そんな険悪な雰囲気が漂う中でシャレアンテが手をあげながら質問した。
「あの………なぜイレーヌ様が狙われたのか目的がわからないのですか……。」
(よく聞いてくれたシャレアンテ!)
「……おそらく………身代金目当ての誘拐だと思うんだが……。」
「身代金目的ですが、なぜイレーヌ様が狙われたのですか?」
「可能性があるとしたら……。」としばらく考えるようにしていたロジエールが口を開いた。
「もったいぶらず早く言うべきです。」とアルセーラはなにかを悟ったように言った。
「シャレアンテ………相手を知るときはまず相手の身なりや持ち物をみることが大切だ。」
「確かにお嬢様は庶民よりも上等なお召し物を身につけて……。」
「だが、身なりの良さそうな商人は他にも街中を歩いていただろう。」
(確かに……お金持ちそうな人は街で何人か見たわね。)
「では他の商人達と私達では何が違うというのですか?」
「俺が言いたいのはこれだ。」とロジエールは一枚の紙を見せた。
「それは……公的利用の証書!」
「そうだ、これは偽造できる品ではない。なぜならここに領主の魔導印が押してあるからだ。」
「それをこんな小さな子供が使っていたとなれば狙われるのも当然ってこと?」
「ええ、公的証書は領主一族やその側近とか限られた身分の人間しか普段使わないから。」
「そっか……普通の商人よりも領主の子供の方がお金がたくさんもらえると……。」
「そう考えたのだと思います。だから俺は宿の一部の人間しかこの紙を見せなかった………この証書は便利だがそうした危険もあるんです。」
(……じゃあ)
「………宿の人間の仕業とか………?」
「それはないです。」とロジエールははっきり否定した。
「なぜです?」
「イレーヌ様が宿に泊まることを想定して、信頼できる宿屋を選んだ。俺はここの従業とは顔馴染みだしオーナーとは昔からの知り合いだった。オーナーが狙うとは考えにくい。」
「では、誰が……。」
「おそらくロビーにいた人間………まだ確定はできないが。」
「でも…………ロジエールあなたがはやめに泊まる支度をしようとしたのも合点がいきました。」
「ああ、少しでも安全性を考えここにしたんだ……。」
「でも、お嬢様はさらわれかけた………やはりロジエールあなたの責任では?」とアルセーラがにらむような鋭い視線をロジエールにむけた。
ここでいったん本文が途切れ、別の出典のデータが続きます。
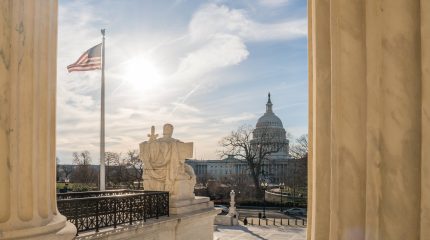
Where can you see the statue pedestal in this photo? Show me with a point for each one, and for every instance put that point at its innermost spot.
(183, 190)
(196, 218)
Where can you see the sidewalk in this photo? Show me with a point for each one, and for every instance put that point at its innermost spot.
(242, 232)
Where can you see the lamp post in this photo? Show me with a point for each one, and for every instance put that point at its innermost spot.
(281, 187)
(264, 187)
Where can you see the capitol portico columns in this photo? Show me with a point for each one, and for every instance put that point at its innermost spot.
(28, 42)
(369, 79)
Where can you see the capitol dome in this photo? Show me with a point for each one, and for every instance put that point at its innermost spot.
(270, 130)
(269, 119)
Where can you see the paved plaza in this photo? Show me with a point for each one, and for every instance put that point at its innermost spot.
(242, 232)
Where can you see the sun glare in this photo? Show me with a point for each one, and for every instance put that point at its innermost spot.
(142, 74)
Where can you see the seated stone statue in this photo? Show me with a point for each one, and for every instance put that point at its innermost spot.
(164, 165)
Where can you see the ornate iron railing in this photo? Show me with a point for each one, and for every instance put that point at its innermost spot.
(99, 209)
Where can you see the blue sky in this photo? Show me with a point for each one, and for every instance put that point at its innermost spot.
(204, 66)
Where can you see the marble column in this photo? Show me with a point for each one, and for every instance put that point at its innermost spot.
(28, 41)
(369, 79)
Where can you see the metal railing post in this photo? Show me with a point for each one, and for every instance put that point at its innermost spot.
(114, 213)
(131, 211)
(97, 215)
(145, 197)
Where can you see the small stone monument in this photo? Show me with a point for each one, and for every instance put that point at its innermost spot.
(232, 217)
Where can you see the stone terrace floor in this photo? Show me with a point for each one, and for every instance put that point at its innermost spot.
(242, 232)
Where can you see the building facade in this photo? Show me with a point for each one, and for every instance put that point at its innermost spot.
(278, 167)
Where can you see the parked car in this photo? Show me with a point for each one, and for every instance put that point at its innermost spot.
(296, 211)
(223, 208)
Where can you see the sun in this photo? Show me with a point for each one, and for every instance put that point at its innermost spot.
(142, 74)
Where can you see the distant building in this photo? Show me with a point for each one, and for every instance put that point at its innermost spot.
(279, 167)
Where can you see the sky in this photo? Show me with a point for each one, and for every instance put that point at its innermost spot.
(204, 66)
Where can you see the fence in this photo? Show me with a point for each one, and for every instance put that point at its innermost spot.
(99, 209)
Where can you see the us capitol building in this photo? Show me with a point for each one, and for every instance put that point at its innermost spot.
(278, 167)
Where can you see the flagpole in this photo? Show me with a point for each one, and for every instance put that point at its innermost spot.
(102, 123)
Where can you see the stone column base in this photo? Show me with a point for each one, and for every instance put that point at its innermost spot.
(59, 229)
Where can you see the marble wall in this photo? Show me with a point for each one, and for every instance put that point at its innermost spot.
(28, 40)
(369, 79)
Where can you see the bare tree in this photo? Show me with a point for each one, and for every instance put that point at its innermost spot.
(83, 172)
(135, 166)
(253, 151)
(124, 168)
(299, 149)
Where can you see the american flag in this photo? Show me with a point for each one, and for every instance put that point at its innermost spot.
(90, 60)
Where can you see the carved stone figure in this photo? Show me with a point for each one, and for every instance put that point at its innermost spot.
(164, 164)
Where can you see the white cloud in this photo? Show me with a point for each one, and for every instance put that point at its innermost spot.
(215, 19)
(222, 50)
(273, 3)
(239, 118)
(216, 38)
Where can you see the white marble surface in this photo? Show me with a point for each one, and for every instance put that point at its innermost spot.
(165, 168)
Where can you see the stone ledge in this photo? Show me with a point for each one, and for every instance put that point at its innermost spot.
(191, 205)
(163, 228)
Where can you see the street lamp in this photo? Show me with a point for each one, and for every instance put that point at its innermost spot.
(264, 187)
(281, 187)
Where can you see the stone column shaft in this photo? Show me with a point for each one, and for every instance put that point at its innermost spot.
(28, 40)
(377, 76)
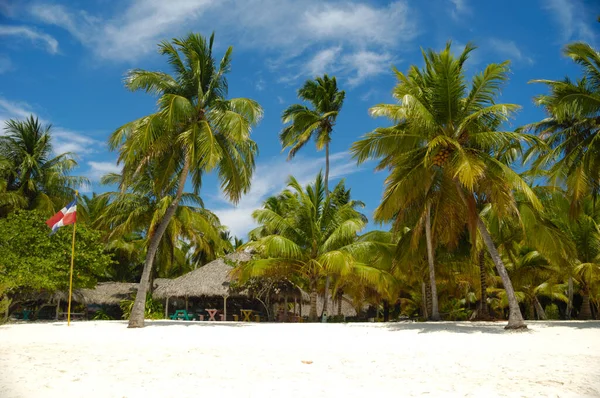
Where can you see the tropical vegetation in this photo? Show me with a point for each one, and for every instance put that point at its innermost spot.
(486, 221)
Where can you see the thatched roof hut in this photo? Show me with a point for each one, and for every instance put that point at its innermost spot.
(106, 293)
(211, 279)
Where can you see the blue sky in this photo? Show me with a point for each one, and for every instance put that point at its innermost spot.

「確かに俺が経路や護衛計画をたてた………俺のミスだ。」そういいながら、うなだれるようにロジエールは地面に座り込んだ。
(この空気をなんとかしなければ……。)と私は息を吐き気持ちを整えてゆっくりと話始めた。
「アルセーラあなたが心配してくれるのはわかります。しかし、今は誰の責任とかそういう話ではないでしょう。」
「ですが………お嬢様……。」
「実際、襲撃者はまだ捕まっていないし、意図もはっきりしてない…………責任の追求よりもまずすべきことがあるのではなくて?」と私はアルセーラに問いかけた。
しばらくして大きなため息とともにアルセーラが
「お嬢様がそうおっしゃるのであれば……。」といって引き下がってくれた。
「ありがとうアルセーラ。ロジエール……あなたはこれからの経路と計画の見直しをしてくれますか。」と私が肩をたたく。
「………。」
「誰でも失敗はありますし、今回のことはロジエールだけのミスではありません。」
「だが俺は……。」
「今大切なのは失敗を認めるのではくどうすればよかったのか反省をすることではないのですか?」と私はロジエールに問いかけた。
「……そうだな。」とロジエールはいつもの笑顔で笑いかけてくれた。